If the Four Horseman of the Apocalypse gang banged each other and had a kid, it would look like the creature I woke up next to this morning.
she's naming her girl london marie
that kid will be born with a tramp stamp
Hungover Fun Fact #4: Eating a grilled stuffed burrito WILL make you blow chunks in the ice maker at work.
The family from the blindsided came and talked to us last night. The dad owns 68 taco bells. You would have been so inspired
mary just dropped the yahtzee dice in her wine. and shes throwin em like shes on a craps table.
hahahaha slap the bag.
My vag has a bald spot. That is so middle aged. Is this my midlife crisis?
She clicked her fingers, said "here boy!", and pointed at her vagina.
He walks in. We each have a tiki torch. We say, the tribe has spoken. We put his out and then stab him with it.
Great news! In less than 2 hours, I'm ripping your underwear off with my teeth!

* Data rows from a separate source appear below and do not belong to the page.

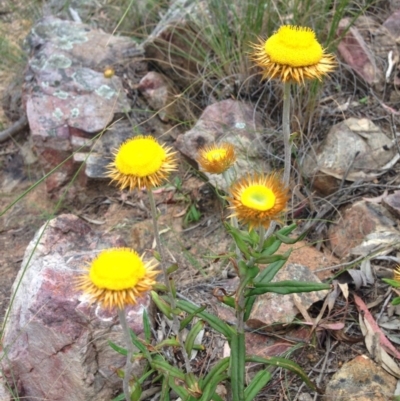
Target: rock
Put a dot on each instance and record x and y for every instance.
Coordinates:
(4, 393)
(55, 344)
(355, 52)
(231, 121)
(392, 24)
(362, 228)
(355, 149)
(66, 92)
(159, 95)
(175, 44)
(361, 380)
(392, 203)
(271, 309)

You ran down the alley towards a stranger screaming "you took my beer".... Then proceeded to run into a garage, fall down, and scream about how your shirt makes you look fat.
That's the 3rd time in 6 months I woke up on the hallway floor using a towel as a blanket, no clue how I got there. At least back when I was still drinking I could blame something other than myself for that kind of shit.
You should go to AA meetings and warn people about the dangers of sobriety.
You grabbed your house keys, threw them at the door and asked, "did it open?"
I wish there was a morning after pill for dominoes.
Dicks are not precious.
I just took a condom out of my purse and opened it in front of my entire family because I thought it was a wetnap. Way too hungover for family brunch.